Radio and Wireless Communications
In radio systems, notch filters protect receivers from powerful interfering signals on nearby frequencies. Ultra-wideband (UWB) communication systems, for example, operate across a huge frequency range (3.1 to 10.6 GHz) but at very low power levels. Signals from Wi-Fi networks operating in the 5.7 to 5.85 GHz range can be more than 60 dB stronger than the UWB signal, effectively drowning it out. A notch filter tuned to that Wi-Fi band rejects the interference while allowing the rest of the UWB spectrum through cleanly.
These filters can be built as separate physical components placed before the receiver’s amplifier, or integrated directly onto the same chip as the amplifier. On-chip designs save space but require careful engineering to achieve enough rejection depth. One recent design achieved 35.2 dB of interference rejection at 5.8 GHz while preserving the receiver’s sensitivity across the rest of its operating band.
How Notch Filters Are Built
In analog circuits, one classic design is the Twin-T filter. It uses two T-shaped networks of resistors and capacitors connected in parallel. One T is made from resistors across the top and a capacitor forming the leg to ground. The other T reverses this, with capacitors across the top and a resistor to ground. At one specific frequency, determined by the resistor and capacitor values, the two paths cancel each other out and the signal drops to near zero.
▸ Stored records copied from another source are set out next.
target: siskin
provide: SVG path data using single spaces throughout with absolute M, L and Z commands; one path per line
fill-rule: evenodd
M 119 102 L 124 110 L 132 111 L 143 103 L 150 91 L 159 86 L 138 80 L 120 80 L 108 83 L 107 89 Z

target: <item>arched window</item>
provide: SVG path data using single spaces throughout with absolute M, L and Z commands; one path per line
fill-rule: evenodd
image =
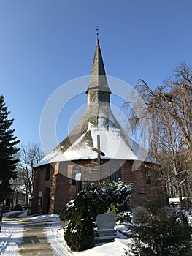
M 118 162 L 112 162 L 110 165 L 110 179 L 111 181 L 117 181 L 121 177 L 120 166 Z
M 75 165 L 74 167 L 73 167 L 73 169 L 72 169 L 72 186 L 75 186 L 77 185 L 77 182 L 76 182 L 76 174 L 77 173 L 81 173 L 81 167 L 77 165 Z
M 50 180 L 50 166 L 47 166 L 46 168 L 46 171 L 45 171 L 45 181 L 46 181 Z

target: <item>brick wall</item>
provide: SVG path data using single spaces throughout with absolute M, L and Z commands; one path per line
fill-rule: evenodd
M 110 181 L 110 165 L 116 162 L 120 166 L 121 177 L 126 183 L 134 184 L 131 200 L 133 206 L 139 205 L 147 199 L 162 198 L 164 191 L 159 180 L 158 170 L 148 168 L 147 164 L 142 169 L 132 170 L 133 161 L 101 160 L 101 175 L 96 170 L 97 159 L 74 161 L 74 162 L 58 162 L 51 167 L 49 181 L 45 181 L 47 166 L 35 169 L 34 198 L 32 202 L 32 212 L 41 213 L 43 208 L 44 192 L 47 187 L 50 191 L 49 214 L 58 214 L 64 206 L 75 197 L 80 187 L 72 184 L 72 169 L 74 164 L 80 166 L 82 181 L 94 181 L 96 184 L 101 181 Z M 80 185 L 77 181 L 77 185 Z M 42 192 L 42 205 L 38 206 L 39 192 Z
The notch frequency occurs when the product of resistance, frequency, and capacitance equals exactly one.
In digital systems, notch filters are implemented in software or on dedicated signal-processing chips. The most common approach uses a structure called an IIR (infinite impulse response) filter, which is computationally efficient because it recycles its own previous output values as part of the calculation. Multiple IIR sections can be cascaded together to notch out a fundamental frequency and its harmonics simultaneously. Adaptive versions use algorithms that continuously adjust the notch frequency to track a moving target, which is useful when the interference frequency isn’t perfectly stable.
Tradeoffs and Limitations
Notch filters involve a fundamental tradeoff between selectivity and stability. Making the notch narrower (higher Q) means less distortion to nearby frequencies, which is desirable. But a narrower notch is also less forgiving: if the interference frequency shifts even slightly, it may fall outside the notch and pass through unfiltered.
There’s also the problem of ringing. When a signal changes abruptly, a high-Q notch filter can produce brief oscillations in its output, like a bell that keeps vibrating after being struck. The narrower the notch, the longer this ringing persists. In applications where the signal contains sudden jumps or transients, this can be a real problem, adding artificial oscillations that weren’t in the original signal.
Phase shift is another consideration. A single notch filter shifts the timing relationship between different frequency components of the signal. This shift is most pronounced near the notch frequency and becomes negligible further away. For audio or communications work, this is often acceptable. For precision measurement applications, engineers sometimes run the filter in both directions (forward and backward through the data) to cancel out the phase distortion entirely, though this only works with recorded data, not live signals.